Published on : Monday, October 1, 2018
Marriott International’s planned growth reinforces its commitment to Africa and underscores the substantial emphasis that countries across Africa are placing on the travel and tourism sector. The company estimates that the five new projects signed will drive investment of over $250 million by the property owners and will generate substantial economic activity.
“Marriott International’s acquisition of Protea Hotels followed by the acquisition of Starwood Hotels & Resorts Worldwide has given an impetus to our organic growth on the continent. Today we are seeing strong owner interest in our brands, backed by our combined loyalty program, the collective strength of our global platform and our highly-experienced, local teams,” said Alex Kyriakidis, President and Managing Director, Middle East and Africa, Marriott International. “African economies have sustained unprecedented rates of growth, which have mainly been driven by a strong domestic demand, improved macroeconomic management and increased political stability. The continent is still under capacity as far as branded hotel supply is concerned, presenting us with a fantastic opportunity to grow our brands and enhance our footprint,” he added.
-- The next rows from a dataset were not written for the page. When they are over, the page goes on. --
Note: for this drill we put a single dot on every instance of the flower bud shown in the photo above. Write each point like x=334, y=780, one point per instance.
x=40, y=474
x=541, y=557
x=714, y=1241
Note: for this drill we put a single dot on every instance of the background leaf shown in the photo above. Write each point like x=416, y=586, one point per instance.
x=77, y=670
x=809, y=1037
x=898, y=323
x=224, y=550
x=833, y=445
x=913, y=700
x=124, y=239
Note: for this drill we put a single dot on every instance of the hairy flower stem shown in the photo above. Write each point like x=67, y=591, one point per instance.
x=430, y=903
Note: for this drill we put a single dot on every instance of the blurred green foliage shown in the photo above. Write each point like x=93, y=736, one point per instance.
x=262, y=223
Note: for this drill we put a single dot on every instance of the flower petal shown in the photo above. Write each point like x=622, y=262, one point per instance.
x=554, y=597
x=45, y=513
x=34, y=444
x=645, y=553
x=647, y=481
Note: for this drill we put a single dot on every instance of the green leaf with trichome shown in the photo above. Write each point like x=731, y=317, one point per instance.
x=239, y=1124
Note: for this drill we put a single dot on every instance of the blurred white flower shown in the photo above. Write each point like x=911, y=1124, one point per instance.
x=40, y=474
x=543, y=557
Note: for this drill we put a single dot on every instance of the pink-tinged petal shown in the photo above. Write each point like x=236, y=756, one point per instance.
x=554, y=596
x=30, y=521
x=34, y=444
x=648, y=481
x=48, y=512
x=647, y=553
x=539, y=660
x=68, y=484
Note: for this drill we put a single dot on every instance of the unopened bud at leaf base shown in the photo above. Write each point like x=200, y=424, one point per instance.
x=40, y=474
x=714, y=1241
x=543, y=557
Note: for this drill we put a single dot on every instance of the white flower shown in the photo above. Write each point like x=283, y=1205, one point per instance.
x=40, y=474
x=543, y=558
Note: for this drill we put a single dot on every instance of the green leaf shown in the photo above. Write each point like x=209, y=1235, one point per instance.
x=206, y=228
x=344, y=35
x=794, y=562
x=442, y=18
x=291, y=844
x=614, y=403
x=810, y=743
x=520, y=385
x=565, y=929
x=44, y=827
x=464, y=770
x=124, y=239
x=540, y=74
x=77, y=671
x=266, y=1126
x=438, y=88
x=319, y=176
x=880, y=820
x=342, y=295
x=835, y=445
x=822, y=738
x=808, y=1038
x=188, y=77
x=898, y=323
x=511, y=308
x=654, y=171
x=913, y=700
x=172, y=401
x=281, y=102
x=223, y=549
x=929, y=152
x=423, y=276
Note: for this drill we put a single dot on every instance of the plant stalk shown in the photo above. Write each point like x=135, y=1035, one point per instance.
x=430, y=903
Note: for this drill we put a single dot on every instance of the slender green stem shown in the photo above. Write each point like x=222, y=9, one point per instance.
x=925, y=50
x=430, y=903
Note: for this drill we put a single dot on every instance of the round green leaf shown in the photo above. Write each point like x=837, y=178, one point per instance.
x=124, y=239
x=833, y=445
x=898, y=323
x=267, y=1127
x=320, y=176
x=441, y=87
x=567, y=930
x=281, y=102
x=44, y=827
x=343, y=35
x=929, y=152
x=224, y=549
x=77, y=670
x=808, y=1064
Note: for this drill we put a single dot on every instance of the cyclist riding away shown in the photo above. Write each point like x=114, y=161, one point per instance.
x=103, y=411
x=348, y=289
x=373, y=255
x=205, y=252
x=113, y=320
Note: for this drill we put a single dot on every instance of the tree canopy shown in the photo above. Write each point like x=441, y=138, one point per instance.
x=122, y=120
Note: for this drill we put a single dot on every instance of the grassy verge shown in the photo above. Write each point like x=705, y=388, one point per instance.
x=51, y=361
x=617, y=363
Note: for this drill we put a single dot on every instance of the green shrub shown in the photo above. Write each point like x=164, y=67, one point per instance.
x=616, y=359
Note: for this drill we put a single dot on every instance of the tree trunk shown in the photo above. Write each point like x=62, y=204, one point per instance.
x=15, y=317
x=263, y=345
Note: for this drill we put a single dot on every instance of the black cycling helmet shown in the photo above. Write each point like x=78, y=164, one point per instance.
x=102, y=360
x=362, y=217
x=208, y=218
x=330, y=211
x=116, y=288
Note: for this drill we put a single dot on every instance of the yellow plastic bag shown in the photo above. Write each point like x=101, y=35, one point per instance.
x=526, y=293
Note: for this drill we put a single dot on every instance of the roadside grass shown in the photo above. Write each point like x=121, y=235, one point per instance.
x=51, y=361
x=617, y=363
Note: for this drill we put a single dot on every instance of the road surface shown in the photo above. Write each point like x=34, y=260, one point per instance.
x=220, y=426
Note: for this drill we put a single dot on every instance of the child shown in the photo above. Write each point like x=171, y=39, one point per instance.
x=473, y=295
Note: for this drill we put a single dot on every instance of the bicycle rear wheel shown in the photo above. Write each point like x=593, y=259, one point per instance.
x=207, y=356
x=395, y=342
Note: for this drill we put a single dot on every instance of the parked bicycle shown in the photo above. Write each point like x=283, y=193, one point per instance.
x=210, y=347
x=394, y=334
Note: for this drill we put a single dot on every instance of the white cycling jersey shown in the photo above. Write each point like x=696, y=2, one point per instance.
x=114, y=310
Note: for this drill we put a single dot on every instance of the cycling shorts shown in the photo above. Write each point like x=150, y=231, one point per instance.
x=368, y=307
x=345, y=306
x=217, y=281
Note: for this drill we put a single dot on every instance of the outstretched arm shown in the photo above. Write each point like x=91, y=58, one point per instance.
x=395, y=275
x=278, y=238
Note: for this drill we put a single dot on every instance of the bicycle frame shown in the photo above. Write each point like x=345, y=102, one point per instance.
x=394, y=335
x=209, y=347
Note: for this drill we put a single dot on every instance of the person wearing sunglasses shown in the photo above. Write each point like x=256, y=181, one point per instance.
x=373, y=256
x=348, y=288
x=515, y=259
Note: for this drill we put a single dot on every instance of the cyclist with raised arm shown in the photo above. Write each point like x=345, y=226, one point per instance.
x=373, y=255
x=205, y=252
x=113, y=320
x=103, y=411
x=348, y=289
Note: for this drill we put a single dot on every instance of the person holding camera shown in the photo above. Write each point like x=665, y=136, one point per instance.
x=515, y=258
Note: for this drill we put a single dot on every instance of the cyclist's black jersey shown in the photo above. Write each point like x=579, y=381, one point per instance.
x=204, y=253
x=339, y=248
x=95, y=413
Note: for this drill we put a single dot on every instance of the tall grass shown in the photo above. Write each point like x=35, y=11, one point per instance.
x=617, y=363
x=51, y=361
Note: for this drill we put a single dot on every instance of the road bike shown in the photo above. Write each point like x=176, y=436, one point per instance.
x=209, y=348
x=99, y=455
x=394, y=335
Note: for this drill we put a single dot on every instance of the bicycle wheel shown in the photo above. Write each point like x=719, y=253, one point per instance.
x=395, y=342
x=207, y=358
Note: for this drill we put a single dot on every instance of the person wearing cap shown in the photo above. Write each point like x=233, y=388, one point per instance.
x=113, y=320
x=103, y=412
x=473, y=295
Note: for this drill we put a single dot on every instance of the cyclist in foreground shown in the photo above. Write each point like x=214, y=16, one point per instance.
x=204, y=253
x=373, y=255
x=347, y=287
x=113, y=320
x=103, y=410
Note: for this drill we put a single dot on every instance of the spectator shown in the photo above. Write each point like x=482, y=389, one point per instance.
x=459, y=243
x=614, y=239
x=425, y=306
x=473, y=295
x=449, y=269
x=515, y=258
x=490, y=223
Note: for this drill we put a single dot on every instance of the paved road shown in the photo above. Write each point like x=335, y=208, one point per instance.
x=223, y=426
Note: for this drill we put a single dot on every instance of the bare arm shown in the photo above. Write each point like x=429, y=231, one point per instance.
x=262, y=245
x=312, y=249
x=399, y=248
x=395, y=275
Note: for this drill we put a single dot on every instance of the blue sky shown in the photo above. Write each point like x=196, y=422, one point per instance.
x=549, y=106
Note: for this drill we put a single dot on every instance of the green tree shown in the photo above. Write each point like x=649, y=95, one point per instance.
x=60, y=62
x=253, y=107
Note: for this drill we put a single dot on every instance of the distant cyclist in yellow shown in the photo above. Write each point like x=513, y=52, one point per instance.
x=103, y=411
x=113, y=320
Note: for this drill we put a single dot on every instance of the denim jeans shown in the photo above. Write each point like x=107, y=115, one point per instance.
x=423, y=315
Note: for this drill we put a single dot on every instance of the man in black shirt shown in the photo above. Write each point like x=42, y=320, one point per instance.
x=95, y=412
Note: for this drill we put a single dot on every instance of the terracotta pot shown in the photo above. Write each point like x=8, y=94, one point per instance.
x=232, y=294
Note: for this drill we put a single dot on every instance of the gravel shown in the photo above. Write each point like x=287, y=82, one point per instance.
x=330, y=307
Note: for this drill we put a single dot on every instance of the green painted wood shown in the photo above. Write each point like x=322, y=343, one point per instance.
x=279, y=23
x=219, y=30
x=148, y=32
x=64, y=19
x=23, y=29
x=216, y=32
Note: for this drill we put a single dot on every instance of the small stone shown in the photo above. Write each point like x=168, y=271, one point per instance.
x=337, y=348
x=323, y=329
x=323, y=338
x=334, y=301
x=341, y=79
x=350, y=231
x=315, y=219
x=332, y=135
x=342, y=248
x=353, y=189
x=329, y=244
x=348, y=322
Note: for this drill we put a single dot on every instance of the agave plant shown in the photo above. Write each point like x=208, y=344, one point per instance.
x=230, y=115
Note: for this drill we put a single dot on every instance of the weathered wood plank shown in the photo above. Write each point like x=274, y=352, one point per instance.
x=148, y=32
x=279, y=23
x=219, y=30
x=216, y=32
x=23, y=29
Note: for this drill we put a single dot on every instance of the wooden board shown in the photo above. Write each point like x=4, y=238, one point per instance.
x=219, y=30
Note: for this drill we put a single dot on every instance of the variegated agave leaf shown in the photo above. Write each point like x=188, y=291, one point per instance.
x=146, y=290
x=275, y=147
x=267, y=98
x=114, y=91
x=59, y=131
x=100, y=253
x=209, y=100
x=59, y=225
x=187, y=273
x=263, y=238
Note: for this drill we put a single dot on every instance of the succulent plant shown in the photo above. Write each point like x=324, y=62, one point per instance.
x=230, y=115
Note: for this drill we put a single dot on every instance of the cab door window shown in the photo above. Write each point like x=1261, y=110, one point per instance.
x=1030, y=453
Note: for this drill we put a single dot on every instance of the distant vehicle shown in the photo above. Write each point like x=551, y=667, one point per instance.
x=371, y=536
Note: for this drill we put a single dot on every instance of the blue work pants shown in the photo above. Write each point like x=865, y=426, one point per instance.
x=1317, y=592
Today, Marriott International is present in 21 countries on the African continent: Algeria, Djibouti, Egypt, Ethiopia, Gabon, Ghana, Guinea, Kenya, Malawi, Mali, Mauritius, Morocco, Namibia, Nigeria, Rwanda, Seychelles, South Africa, Tanzania, Tunisia, Uganda and Zambia. The company is set to expand into new markets including Benin, Botswana, Ivory Coast, Mauritania, Mozambique and Senegal.